Als diplomatisches Anhängsel stellt sich unweigerlich die Frage, wie das eigene berufliche Leben weitergehen soll. Nach dem Ausstieg aus meinem Berliner Brötchen-verdien-Job gehe ich nach Brüssel in eine ungewisse Zukunft. Das Schreiben als Freelancer nehme ich natürlich mit, aber was mache ich den Rest der Zeit? So sehr ich mich für meinen Karriere-Husband freue - Als „Autor/Schmuckdesigner/Charity-Persönlichkeit” wollte ich eigentlich nicht mein Dasein fristen. Und lassen sie mich als Mann überhaupt beim Diplomatic Ladies Lunch rein?!

Nach Wochen der Überlegung habe ich realisiert, welche Chancen eine Reise ins Ungewisse eigentlich birgt und welcher Luxus es ist, in Ruhe an einem neuen Karriereentwurf zu schrauben. Ich vermisse seit längerem den Sinn in meinem Bürojob und werde nun eine neue Möglichkeit (er)finden, Geld zu verdienen. Ein Buch schreiben? Endlich ein eigenes Unternehmen gründen? In eine neue Branche einsteigen und dazu lernen? Was genau entstehen wird, kann ich noch nicht genau sagen. Angst habe ich keine. Meine Aufgabe der nächsten Monate wird es sein, mich zu sortieren, Ideen zu sammeln und einige davon umzusetzen. Und Französisch zu lernen!

Les Prochaines Étapes

Für ein kurzes Wochenende geht es für uns das erste Mal nach Brüssel, um Wohnungen zu besichtigen und einen ersten Eindruck von der Stadt zu bekommen. Trotz des extrem nassen Klimas und der Umständlichkeit des Jahrtausends, dem Eröffnen eines belgischen Kontos, ist Brüssel genau so, wie man es sich vorstellt. Eine kleine Version von Paris, voller opulenter Parks, Art-Déco-Häuser und instagrammable Backwaren. Obwohl die halbe Welt ihre Diplomat*innen hierher entsendet, ist der Immobilienmarkt erstaunlich entspannt. Beziehungsweise wir Berliner*innen nachhaltig traumatisiert. Für etwa den gleichen Preisrahmen wie in der deutschen Hauptstadt fanden wir in Brüssel eine riesige Auswahl an schönen Wohnungen in allen Bezirken. Welche es wird, werde ich in der nächsten Kolumne berichten. 

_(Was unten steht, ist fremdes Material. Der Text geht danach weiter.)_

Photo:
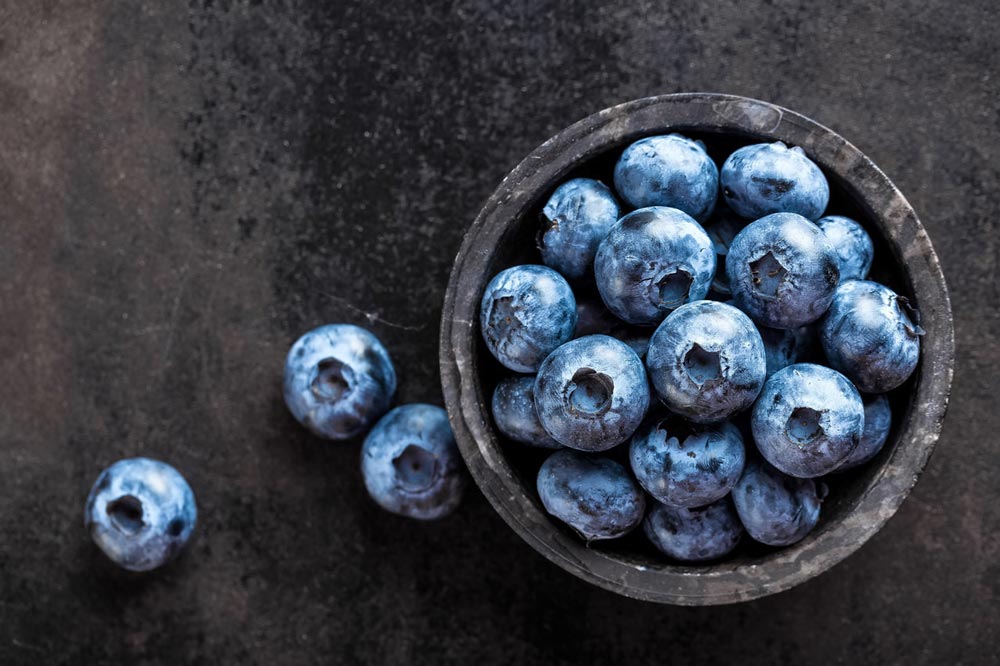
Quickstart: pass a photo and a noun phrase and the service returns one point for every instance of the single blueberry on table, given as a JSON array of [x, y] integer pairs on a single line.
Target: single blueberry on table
[[515, 415], [776, 509], [782, 271], [783, 347], [697, 534], [411, 465], [684, 464], [651, 262], [852, 244], [770, 178], [723, 228], [868, 335], [591, 393], [807, 420], [526, 312], [338, 380], [141, 513], [878, 420], [706, 361], [594, 318], [669, 170], [574, 221], [595, 496]]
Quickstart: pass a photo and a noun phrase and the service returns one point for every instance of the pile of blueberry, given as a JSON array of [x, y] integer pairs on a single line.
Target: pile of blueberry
[[731, 342]]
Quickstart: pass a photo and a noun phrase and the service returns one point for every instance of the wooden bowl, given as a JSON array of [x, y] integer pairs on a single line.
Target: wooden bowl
[[503, 234]]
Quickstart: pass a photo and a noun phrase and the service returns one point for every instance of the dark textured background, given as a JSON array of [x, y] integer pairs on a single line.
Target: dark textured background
[[186, 188]]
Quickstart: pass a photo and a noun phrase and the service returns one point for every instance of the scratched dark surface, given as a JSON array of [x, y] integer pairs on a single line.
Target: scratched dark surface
[[184, 188]]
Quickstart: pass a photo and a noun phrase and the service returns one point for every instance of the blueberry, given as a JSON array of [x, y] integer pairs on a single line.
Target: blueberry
[[722, 228], [592, 393], [593, 495], [669, 170], [868, 335], [141, 513], [770, 178], [653, 261], [575, 219], [776, 509], [807, 420], [338, 380], [878, 420], [694, 535], [527, 311], [852, 244], [515, 415], [687, 465], [411, 465], [784, 347], [593, 318], [706, 361], [782, 271]]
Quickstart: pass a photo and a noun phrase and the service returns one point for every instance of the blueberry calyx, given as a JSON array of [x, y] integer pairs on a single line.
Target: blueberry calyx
[[703, 366], [547, 224], [803, 425], [768, 275], [589, 392], [332, 379], [672, 289], [417, 469], [126, 514]]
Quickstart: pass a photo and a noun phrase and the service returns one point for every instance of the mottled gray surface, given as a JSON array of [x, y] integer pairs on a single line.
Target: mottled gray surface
[[184, 189]]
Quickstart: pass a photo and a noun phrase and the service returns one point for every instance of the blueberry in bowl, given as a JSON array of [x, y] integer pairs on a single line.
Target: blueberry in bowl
[[772, 530]]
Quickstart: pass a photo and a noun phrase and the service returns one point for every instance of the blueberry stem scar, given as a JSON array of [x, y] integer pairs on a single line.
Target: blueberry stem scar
[[702, 365], [803, 425], [126, 514], [768, 275], [590, 392], [416, 468], [332, 380]]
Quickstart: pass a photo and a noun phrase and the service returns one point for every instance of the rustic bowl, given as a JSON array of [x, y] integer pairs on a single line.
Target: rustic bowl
[[503, 235]]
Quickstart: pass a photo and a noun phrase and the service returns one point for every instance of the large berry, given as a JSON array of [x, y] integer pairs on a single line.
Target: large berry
[[807, 420], [706, 361], [776, 509], [782, 271], [526, 312], [669, 170], [697, 534], [767, 178], [687, 465], [869, 336], [515, 415], [411, 465], [591, 393], [653, 261], [574, 221], [141, 513], [595, 496], [852, 244], [338, 380], [878, 420]]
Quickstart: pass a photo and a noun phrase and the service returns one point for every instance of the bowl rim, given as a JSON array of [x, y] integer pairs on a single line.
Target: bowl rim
[[468, 408]]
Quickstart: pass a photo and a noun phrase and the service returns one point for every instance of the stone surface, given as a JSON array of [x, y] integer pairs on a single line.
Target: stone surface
[[185, 189]]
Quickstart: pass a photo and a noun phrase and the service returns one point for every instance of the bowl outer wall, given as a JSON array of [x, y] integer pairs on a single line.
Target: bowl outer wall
[[468, 406]]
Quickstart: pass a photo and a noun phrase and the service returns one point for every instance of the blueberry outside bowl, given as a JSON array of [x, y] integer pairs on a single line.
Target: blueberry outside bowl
[[503, 235]]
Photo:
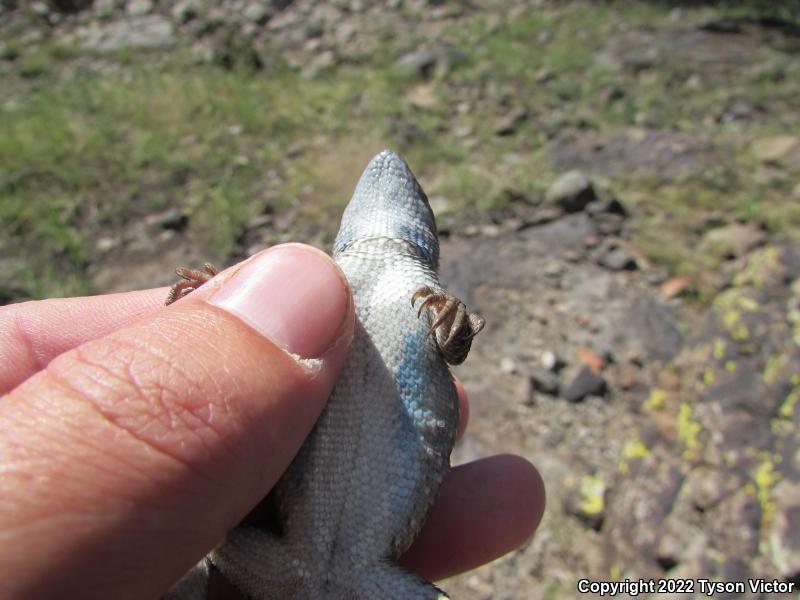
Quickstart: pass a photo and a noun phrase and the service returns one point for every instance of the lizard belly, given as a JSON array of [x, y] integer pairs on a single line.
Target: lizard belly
[[381, 447]]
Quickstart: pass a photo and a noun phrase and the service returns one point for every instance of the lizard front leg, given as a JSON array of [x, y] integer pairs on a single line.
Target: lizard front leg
[[190, 280], [453, 325]]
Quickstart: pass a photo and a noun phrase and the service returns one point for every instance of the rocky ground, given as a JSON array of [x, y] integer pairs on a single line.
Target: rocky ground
[[633, 246]]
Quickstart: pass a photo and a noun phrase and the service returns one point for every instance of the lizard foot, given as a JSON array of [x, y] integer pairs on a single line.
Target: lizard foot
[[190, 280], [453, 326]]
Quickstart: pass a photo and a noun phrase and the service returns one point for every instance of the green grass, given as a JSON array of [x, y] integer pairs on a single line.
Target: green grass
[[84, 152]]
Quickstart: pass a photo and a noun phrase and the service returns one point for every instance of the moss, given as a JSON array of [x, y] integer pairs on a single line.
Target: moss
[[657, 399], [688, 431], [776, 368], [719, 348], [761, 264], [592, 495], [766, 477]]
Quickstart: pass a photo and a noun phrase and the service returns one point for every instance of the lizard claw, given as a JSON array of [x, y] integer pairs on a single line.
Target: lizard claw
[[190, 280], [453, 326]]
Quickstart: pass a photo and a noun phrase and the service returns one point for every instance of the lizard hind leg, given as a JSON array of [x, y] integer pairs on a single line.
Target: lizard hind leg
[[385, 580]]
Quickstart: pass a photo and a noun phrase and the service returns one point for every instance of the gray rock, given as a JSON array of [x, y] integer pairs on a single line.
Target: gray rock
[[425, 62], [68, 6], [509, 123], [151, 31], [139, 8], [615, 257], [732, 241], [551, 361], [584, 383], [544, 381], [184, 11], [573, 191], [258, 12]]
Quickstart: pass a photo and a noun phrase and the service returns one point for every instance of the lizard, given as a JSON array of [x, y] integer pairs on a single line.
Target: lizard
[[356, 494]]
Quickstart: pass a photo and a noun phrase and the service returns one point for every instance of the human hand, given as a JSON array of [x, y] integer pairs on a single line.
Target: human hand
[[132, 437]]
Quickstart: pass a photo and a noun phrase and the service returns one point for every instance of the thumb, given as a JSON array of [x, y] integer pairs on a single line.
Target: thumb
[[129, 457]]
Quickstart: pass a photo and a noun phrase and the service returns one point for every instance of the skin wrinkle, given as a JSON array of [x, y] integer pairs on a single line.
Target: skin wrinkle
[[20, 334], [130, 422], [77, 396]]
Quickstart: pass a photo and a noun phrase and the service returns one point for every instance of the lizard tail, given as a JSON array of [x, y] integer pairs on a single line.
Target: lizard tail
[[260, 565], [385, 581]]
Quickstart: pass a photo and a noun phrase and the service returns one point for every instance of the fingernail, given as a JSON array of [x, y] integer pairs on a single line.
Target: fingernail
[[292, 294]]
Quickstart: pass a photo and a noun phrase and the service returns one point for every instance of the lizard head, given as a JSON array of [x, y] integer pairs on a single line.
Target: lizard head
[[389, 203]]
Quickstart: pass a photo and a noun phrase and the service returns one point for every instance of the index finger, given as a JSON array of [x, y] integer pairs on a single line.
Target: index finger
[[34, 333]]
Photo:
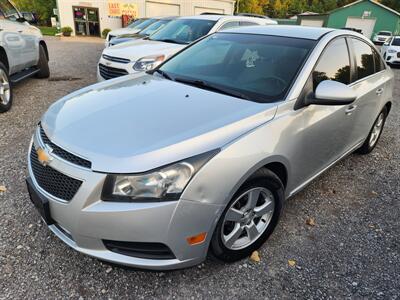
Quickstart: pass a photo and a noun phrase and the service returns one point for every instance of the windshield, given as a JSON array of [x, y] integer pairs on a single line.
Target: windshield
[[396, 42], [183, 31], [8, 11], [154, 27], [259, 68], [143, 24]]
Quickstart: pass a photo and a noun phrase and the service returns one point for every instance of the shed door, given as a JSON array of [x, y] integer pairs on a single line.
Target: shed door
[[200, 10], [156, 9], [312, 23], [366, 25]]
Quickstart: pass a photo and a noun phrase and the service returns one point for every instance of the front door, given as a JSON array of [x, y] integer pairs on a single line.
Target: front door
[[327, 129], [86, 21]]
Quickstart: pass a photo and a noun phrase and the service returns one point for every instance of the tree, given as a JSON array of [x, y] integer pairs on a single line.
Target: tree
[[44, 8]]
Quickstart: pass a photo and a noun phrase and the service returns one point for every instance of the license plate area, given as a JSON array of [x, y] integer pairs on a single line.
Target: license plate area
[[41, 203]]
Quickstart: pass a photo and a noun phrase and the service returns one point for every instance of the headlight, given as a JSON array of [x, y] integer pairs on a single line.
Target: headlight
[[148, 63], [164, 184]]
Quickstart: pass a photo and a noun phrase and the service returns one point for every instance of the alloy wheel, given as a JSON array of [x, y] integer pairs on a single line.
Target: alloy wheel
[[247, 218]]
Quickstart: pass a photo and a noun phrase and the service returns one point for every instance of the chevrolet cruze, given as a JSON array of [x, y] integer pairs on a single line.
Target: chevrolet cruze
[[158, 170]]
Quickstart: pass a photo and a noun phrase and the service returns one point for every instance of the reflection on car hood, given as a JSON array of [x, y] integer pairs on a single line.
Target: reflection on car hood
[[137, 49], [126, 30], [140, 122]]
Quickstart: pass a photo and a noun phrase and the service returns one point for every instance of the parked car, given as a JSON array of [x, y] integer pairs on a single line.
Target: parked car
[[135, 27], [142, 34], [23, 52], [391, 51], [382, 37], [199, 155], [30, 17], [141, 55]]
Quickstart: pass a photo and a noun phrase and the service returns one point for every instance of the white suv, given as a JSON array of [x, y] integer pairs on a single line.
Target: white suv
[[146, 54], [23, 53]]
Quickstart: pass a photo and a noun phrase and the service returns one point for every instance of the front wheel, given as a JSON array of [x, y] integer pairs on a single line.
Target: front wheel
[[374, 134], [249, 218], [6, 95]]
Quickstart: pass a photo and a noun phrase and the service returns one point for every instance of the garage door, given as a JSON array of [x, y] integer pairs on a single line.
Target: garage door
[[156, 9], [366, 25], [313, 23], [201, 10]]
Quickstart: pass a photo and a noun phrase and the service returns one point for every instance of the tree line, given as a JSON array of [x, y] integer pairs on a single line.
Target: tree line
[[271, 8], [287, 8]]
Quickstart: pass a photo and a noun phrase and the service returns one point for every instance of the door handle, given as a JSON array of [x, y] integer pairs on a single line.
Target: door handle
[[379, 91], [350, 109]]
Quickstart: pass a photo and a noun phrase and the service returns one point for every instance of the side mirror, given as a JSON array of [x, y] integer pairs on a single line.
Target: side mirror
[[331, 92], [21, 20]]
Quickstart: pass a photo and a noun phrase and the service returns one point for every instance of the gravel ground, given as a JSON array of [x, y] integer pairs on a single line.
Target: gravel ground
[[353, 250]]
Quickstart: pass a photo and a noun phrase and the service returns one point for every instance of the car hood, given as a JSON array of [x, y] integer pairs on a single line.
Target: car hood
[[121, 31], [140, 122], [137, 49]]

Für den Partner*die Partnerin ins Ausland zu ziehen, ist ein Wagnis und eine tolle Chance zugleich. Der Zeitpunkt und die Konditionen müssen stimmen, damit beide sich auf das Abenteuer einlassen können und es sich lohnt. Trotz kleiner latenter Sorgen im Hinterkopf freue ich mich extrem darauf und bin gespannt, was mich erwartet. Auch, wenn mich Berlin ab und an fertig macht, werde ich gerne wieder kommen. Denn, das ist das wichtigste Learning vorab: Berlin fühlt sich am besten an, wenn man zwischendurch woanders ist.